The Sim.6-0 took the exact material properties and process parameters as in [23]. Despite some discrepancies, all characteristics (e.g. disappearance of the reheating peak) in the temperature profiles were well simulated. Except for the first layer (which was heavily influenced by the build plate), Sim.6-0 overpredicted the cooling with a material emissivity \(\varepsilon =\) 0.87. However, the predictions by Sim.6-1 gave an upper bound for the experimental monitoring when ignoring the radiant heat transfer. Logically, an intermediate emissivity can give a better prediction. In addition, its significance is self-explanatory again, even at a low-moderate nozzle temperature of 200 °C.

6 Conclusions

This article presents a three-dimensional transient-state numerical model T4F3 for temperature fields and their variations in fused filament fabrication (FFF) printed parts. It admits at least 18 input variables among geometry dimensions, material properties and process parameters, including dynamic material properties, material anisotropy and radiant heat transfer. The model validation is performed against six sets of experimental data, covering data obtained with different machines, geometries, materials, processes, temperature measuring methods, etc. Certain discrepancies between the experimental data and simulations are observed, but they can be reasonably ascribed to the errors in experimental monitoring and uncertainties in the input variables. All critical heat transfer characteristics in the monitoring are satisfactorily simulated. The T4F3 model has been made openly available on the website https://iiw.kuleuven.be/onderzoek/aml/technologyoffer. During the investigations, significant insights into the thermal process of FFF are also obtained:

  • A concept of heat penetration depth has been identified for FFF printing with poly(lactic acid), ranging from 2.4 to 3 mm (or 8–12 layers at a layer thickness of 300 \(\mathrm{\upmu m}\)). Any local thermal disturbance (due to deposition, reheatings, unique thermal boundary, etc.) has little influence on locations 3 mm away.
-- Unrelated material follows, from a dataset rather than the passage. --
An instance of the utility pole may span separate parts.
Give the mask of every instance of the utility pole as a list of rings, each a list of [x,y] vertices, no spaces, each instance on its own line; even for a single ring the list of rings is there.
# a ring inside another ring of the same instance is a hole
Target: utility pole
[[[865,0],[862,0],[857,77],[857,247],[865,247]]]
  • The reheating peaks in temporal temperature profiles are closely related to the Biot number Bi. A lower Bi—due to lower layer thickness and/or higher thermal conductivity—correlates to a higher reheating peak, a lower peak width, a shorter time to reach the summit, and a higher heat penetration depth.
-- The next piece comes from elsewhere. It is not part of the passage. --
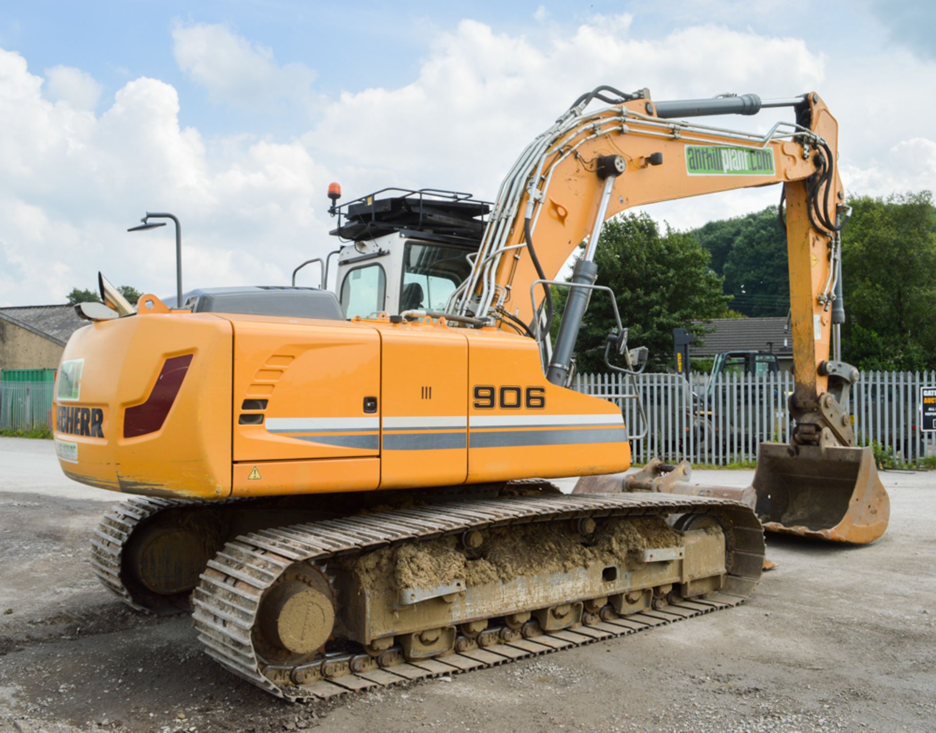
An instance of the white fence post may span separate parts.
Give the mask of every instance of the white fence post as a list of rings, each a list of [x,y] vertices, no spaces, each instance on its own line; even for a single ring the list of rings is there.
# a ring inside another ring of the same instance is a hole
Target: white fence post
[[[651,373],[638,375],[636,384],[647,435],[632,441],[635,463],[659,456],[725,466],[755,459],[762,441],[791,439],[788,400],[794,380],[788,372],[714,379],[704,373]],[[863,372],[851,394],[856,445],[877,443],[906,465],[932,455],[936,436],[920,430],[919,395],[921,387],[934,385],[936,372]],[[580,374],[574,382],[577,391],[617,404],[636,434],[639,410],[636,401],[627,398],[631,387],[621,374]]]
  • The radiant heat transfer between the printed parts and the far environment can be ignored in FFF only when printing at a medium/high-resolution (e.g. layer thickness \(\hbar \le\) 300 \(\mathrm{\upmu m}\)) and subjected to forced convection. In all other cases, it cannot be ignored.

  • Temperature-dependent material properties may not outperform constants in the heat transfer. Constant material properties at a temperature close to the glass transition temperature are recommended for simulations.

So far, the T4F3 model has been successfully applied to explain the role of a closed chamber (on the decaying air temperature \({T}_{\mathrm{a}}(z)\) above the build plate [19]), the possibility of FFF in vacuum (on the dependence of thermal convection on the air pressure [47]), the inter-layer time similarity rule [3], etc. With minimal modifications, it can be used to quantify the effect of pre/post-heating with a hot plate attached to the nozzle [39] (on the role of a specialised form of \({T}_{\mathrm{a}}(z)\)), to study the hot-end designs [34, 36] (on the role of radiant heat transfer from the hot-end), or to study the thermal process of continuous fibre-reinforced printing [48] (on the role of conduction anisotropy), etc. It is noteworthy that the model still suffers from heavy calculation and data storage. The simulation process may lag behind the physical process of printing. Hence, it does not suffice for online feedback control with the current single-scale geometry modelling strategy. Despite so, it establishes a firm step towards future investigations into the non-isothermal bond quality, crystallinity development (for semi-crystalline materials only), thermal deformations, etc., where reliable temperature data are the prerequisite.